What Makes StructBERT So Good? To better understand StructBERT, let's take a quick recap to the core concepts of NLP. A pre-trained language model (LM) is a key component in many natural language understanding (NLU) tasks such as semantic textual similarity, question answering, and sentiment classification. In order to obtain reliable language representations, neural language models are designed to define the joint probability function of sequences of words in text with self-supervised learning. Different from traditional word-specific embedding in which each token is assigned a global representation, recent work such as Bidirectional Encoder Representations from Transformers (BERT) derives contextualized word vectors from a language model trained on a large text corpus. In plain terms, this means that these models are "context-sensitive".

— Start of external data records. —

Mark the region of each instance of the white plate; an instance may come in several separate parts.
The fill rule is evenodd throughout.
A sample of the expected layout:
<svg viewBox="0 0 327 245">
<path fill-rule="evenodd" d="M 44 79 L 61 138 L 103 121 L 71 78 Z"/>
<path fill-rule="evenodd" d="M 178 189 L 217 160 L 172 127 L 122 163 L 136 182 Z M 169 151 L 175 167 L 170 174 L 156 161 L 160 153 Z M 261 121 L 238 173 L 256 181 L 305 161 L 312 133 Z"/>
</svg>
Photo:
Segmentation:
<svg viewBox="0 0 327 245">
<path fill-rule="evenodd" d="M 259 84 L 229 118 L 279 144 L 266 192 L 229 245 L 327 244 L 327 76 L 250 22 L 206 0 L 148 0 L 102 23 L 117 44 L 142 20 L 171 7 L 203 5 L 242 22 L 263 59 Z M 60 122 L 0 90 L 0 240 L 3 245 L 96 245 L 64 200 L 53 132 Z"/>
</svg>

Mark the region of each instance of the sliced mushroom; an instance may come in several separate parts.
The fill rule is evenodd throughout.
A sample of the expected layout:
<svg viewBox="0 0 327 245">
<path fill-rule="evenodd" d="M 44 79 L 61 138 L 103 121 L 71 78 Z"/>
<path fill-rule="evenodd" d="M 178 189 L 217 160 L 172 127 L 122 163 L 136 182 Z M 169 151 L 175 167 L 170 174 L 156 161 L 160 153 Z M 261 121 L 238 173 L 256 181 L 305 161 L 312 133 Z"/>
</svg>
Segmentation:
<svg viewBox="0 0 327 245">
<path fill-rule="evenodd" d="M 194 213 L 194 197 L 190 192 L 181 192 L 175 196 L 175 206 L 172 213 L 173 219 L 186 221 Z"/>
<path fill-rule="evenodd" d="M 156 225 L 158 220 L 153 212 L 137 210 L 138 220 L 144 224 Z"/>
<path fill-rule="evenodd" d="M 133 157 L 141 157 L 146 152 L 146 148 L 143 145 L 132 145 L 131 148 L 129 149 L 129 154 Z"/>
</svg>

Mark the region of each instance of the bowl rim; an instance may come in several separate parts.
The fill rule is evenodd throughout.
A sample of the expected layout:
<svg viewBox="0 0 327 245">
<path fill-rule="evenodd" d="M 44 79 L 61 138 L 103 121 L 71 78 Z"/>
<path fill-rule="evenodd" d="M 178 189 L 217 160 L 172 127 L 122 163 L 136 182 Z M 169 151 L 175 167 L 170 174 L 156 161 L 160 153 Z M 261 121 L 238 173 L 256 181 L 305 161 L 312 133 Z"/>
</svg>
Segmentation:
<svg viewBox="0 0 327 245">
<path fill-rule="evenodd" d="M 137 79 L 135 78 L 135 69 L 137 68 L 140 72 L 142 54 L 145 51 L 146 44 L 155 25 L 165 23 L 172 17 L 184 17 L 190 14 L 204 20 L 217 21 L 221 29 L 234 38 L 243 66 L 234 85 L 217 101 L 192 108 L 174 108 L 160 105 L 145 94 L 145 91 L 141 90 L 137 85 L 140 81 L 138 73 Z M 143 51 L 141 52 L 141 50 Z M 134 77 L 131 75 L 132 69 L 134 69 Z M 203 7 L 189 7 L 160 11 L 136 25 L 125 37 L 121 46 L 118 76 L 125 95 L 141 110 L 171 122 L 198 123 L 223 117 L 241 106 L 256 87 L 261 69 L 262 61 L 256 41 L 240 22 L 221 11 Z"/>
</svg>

However, existing models have limitations and do not make the most of underlying language structures. Since language fluency is determined by the ordering of words and sentences, finding the best permutation of a set of words and sentences is an essential problem in many NLP tasks, such as machine translation and NLU. StructBERT incorporates language structures into Bidirectional Encoder Representations from Transformers (BERT) pre-training by proposing two novel linearization strategies. Specifically, in addition to the existing masking strategy, StructBERT extends Bidirectional Encoder Representations from Transformers (BERT) by leveraging the structural information: word-level ordering and sentence-level ordering.

In StructBERT, model pre-training is augmented with two new structural objectives on the inner-sentence and inter-sentence structures, respectively. In this way, the linguistic aspects are explicitly captured during the pre-training procedure. With structural pre-training, StructBERT encodes dependency between words as well as sentences in the contextualized representation, which provides the model with better generalizability and adaptability.

Fighting Coronavirus with Technology Over the past months, Alibaba has leveraged its proprietary technologies to help contain the coronavirus outbreak. Alibaba DAMO Academy has teamed up with Chinese medical institutions to develop an AI system that can expedite diagnosis and analysis of the virus. In February, Alibaba Cloud made its cloud-based AI-powered computing platform available for free to global research institutions to accelerate viral gene-sequencing, protein-screening and other research in treating or preventing the virus. Technologies like StructBERT and other cutting-edge research by Alibaba DAMO Academy help us better cope with real-life situations and challenges, such as the recent epidemic.